Saturday, September 6, 2014

An Open Letter to Helpful Strangers

Dear Stranger,

I know you see my son in the midst of a melt-down and your heart bleeds for him.  You see his sweet, red face, his big, crocodile tears and you hear his blood-curdling screams.   You scan the crowd frantically for me, his mother, and without words you ask me to "fix" it. 

As I turn around and realize that it is my child creating this scene, I help my son pick up the pieces of his damaged little craft project and try to keep him moving in the direction of our car so we can escape.  He is three.  He is tired.  And he just broke his precious little foam bumble bee.  What this kid needs is some lunch and a nap.  What this mom needs is a sympathetic audience that understands kids sometimes scream.  Occasionally their outbursts seem out of proportion to whatever "wrong" they are experiencing.  That's what being three is all about. 

What this mom doesn't need is a stranger kindly suggesting that I just take him back to the craft area so he can make another one.  Bringing my kid (mid-meltdown) back to the craft area would extend our time in the hot sun, further frustrate mom and child alike, and postpone nap time at least another 20 minutes.  Bad news all around.
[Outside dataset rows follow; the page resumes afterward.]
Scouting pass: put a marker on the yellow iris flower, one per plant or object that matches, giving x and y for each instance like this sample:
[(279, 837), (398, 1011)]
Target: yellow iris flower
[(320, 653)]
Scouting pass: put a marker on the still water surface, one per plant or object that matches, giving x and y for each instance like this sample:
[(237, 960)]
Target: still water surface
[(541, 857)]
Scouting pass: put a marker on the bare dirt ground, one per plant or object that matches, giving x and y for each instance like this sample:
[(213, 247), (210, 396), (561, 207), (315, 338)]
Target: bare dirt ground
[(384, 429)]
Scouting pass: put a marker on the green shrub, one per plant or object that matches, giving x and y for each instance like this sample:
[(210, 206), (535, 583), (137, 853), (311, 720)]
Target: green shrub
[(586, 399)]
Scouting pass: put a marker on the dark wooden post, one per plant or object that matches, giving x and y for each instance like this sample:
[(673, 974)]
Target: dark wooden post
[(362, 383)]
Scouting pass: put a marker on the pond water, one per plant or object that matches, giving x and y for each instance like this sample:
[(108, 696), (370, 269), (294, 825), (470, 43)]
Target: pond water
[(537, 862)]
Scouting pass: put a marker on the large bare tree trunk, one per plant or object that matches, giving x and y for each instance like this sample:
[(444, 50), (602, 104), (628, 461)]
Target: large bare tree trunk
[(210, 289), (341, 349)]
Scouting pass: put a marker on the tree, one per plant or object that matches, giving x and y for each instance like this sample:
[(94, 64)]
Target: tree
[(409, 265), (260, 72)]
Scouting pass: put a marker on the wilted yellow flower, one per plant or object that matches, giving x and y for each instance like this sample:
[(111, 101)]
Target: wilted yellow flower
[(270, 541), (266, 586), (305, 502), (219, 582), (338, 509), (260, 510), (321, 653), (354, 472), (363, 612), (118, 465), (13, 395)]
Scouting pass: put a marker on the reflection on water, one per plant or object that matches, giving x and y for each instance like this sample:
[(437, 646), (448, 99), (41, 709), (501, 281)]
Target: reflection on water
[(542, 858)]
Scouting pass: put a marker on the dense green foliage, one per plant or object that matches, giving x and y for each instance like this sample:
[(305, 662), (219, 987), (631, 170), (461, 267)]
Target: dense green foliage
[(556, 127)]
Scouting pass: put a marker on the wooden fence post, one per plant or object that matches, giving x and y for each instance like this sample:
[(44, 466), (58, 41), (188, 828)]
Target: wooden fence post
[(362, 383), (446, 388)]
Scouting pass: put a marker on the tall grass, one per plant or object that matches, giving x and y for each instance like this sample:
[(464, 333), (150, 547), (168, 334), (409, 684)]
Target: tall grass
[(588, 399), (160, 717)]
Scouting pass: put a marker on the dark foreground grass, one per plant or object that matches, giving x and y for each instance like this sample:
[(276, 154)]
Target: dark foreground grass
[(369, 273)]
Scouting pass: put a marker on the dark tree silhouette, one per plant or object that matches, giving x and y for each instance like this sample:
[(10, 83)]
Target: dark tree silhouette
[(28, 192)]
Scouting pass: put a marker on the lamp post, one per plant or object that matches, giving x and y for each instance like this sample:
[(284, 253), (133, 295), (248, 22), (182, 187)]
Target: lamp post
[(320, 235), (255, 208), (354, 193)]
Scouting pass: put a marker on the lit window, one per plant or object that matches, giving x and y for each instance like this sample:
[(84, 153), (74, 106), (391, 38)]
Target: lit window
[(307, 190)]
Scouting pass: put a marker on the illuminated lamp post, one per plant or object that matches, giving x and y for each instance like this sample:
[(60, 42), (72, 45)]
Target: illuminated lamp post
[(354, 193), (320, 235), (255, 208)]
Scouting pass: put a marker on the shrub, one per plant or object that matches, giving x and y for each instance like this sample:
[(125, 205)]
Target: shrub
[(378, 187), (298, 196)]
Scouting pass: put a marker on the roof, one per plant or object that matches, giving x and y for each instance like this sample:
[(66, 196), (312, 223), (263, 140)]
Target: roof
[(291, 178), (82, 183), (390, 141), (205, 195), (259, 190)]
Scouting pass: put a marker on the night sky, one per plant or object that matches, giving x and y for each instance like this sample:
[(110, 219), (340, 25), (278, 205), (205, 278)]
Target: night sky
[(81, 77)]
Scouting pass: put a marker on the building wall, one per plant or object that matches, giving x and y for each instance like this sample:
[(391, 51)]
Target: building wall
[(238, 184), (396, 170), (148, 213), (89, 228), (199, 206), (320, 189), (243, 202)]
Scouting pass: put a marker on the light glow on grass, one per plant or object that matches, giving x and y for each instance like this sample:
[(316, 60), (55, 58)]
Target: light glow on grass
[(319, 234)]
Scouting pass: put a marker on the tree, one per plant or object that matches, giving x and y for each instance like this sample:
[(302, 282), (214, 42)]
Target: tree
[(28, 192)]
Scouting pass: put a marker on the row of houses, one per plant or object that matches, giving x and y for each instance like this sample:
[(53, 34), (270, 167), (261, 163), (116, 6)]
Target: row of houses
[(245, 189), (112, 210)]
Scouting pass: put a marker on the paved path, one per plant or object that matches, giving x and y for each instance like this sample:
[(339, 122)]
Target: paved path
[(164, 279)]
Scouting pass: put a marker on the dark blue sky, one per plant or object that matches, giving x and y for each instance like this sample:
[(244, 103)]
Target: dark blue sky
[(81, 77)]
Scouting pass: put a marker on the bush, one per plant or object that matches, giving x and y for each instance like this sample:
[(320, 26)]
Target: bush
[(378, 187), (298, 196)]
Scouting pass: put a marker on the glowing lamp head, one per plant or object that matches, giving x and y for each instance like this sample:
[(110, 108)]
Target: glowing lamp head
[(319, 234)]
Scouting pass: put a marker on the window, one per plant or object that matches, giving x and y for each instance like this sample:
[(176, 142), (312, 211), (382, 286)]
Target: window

Luckily my son didn't hear your suggestion, because then I would have had to tell him, "No, sorry honey.  We are going home."  And then you would have seen what a REAL tantrum looks like. 

I know you mean well, kind strangers of the world. But please don't assume the scene of a melt-down is the perfect opportunity to dole out some friendly advice.  When the melt-down starts, kid and mom are in survival mode.  Unless you're shaking a martini for the mom, or quickly twisting an animal balloon for the kid, your intervention is probably not helpful. 

He's going to be fine.  We've got glue at home.